Regarding future budget proposals, according to the press release, Crunican will propose adding 19 new police officer positions to the budget for the next fiscal year which would increase police presence systemwide. According to the press release, the BART Police Department has already made significant gains in stepping up patrols due to an effort to bring the officer vacancy rate down from 41 percent to 20 percent. In the past two years, arrests have surged by 56 percent.
Efforts to make it difficult for fare cheats to bypass the fare gates have also been underway such as retrofitting stations with raised railings, adding alarmed swing gates, adding modifications to BART’s existing fare gates and installing upgraded camera systems, according to the press release.
The extra patrol and working hours come as a response to BART’s most recent satisfaction survey, which presented a drop in public safety according to BART communications officer Anna Duckworth.
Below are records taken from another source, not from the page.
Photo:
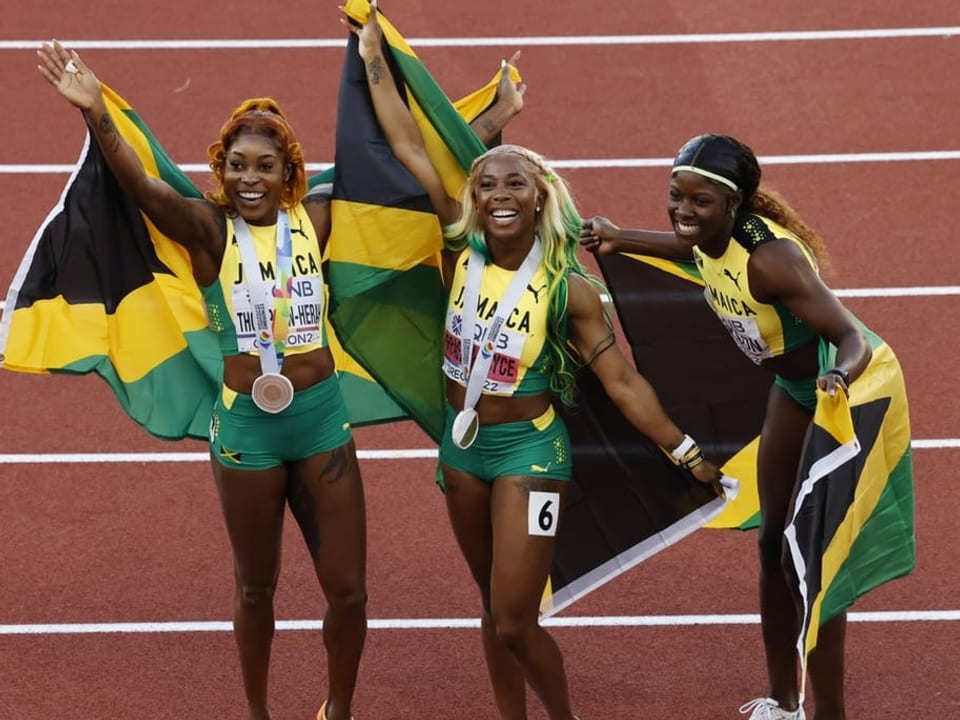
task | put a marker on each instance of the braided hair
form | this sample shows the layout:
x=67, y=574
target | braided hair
x=729, y=162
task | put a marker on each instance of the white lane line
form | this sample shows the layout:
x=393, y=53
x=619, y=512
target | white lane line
x=898, y=616
x=946, y=31
x=398, y=454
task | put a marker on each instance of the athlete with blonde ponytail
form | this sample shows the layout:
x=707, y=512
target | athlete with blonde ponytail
x=523, y=317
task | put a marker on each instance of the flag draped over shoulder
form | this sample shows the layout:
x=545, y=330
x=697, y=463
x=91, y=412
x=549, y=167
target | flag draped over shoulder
x=853, y=524
x=389, y=305
x=101, y=290
x=852, y=528
x=387, y=295
x=628, y=500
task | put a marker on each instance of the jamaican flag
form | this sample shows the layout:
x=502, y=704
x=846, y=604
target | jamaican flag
x=853, y=522
x=387, y=295
x=852, y=527
x=101, y=290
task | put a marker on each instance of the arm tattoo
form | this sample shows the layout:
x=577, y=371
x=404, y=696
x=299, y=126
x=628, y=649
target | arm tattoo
x=375, y=71
x=109, y=131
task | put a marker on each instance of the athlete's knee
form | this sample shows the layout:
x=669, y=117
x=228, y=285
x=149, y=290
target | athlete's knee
x=253, y=595
x=347, y=597
x=514, y=630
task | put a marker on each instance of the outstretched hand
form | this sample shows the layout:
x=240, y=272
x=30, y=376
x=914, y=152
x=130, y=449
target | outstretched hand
x=597, y=236
x=368, y=31
x=509, y=91
x=709, y=474
x=68, y=74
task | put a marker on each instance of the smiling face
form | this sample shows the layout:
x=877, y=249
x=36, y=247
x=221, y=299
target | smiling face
x=506, y=196
x=700, y=211
x=254, y=176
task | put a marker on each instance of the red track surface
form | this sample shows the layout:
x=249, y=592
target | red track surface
x=126, y=542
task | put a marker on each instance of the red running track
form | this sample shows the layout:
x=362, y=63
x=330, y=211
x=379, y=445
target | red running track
x=110, y=542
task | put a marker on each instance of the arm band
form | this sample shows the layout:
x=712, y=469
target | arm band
x=452, y=241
The BART 2018 Customer Satisfaction Survey consisted of a random sampling of 5,292 riders onboard BART trains “during peak commute, off peak times, weekdays and weekends from September 11, 2018 through October 21, 2018,” according to the survey summary. According to the summary, the survey revealed that 56 percent of its riders are “satisfied overall” with BART’s services, a number that has declined from the 69 percent reported in 2016 and 74 percent reported in 2014.
According to the survey summary, the biggest declines in satisfaction was related to “quality of life issues” which include fare evasion enforcement, personal security in the BART system and the presence of BART police in stations.
“I guess it sounds reasonable to increase manpower before getting physical barriers in place. I didn’t realize this was a problem people (had with) turnstiles,” said BART passenger Mary McBride. McBride also questioned whether increased enforcement would deter anything from happening. She said that there were other questions that needed to be addressed.
According to Duck, BART had a $2.7 million budget to increase safety last year. The budget for designing and constructing safety improvements was $1.2 million.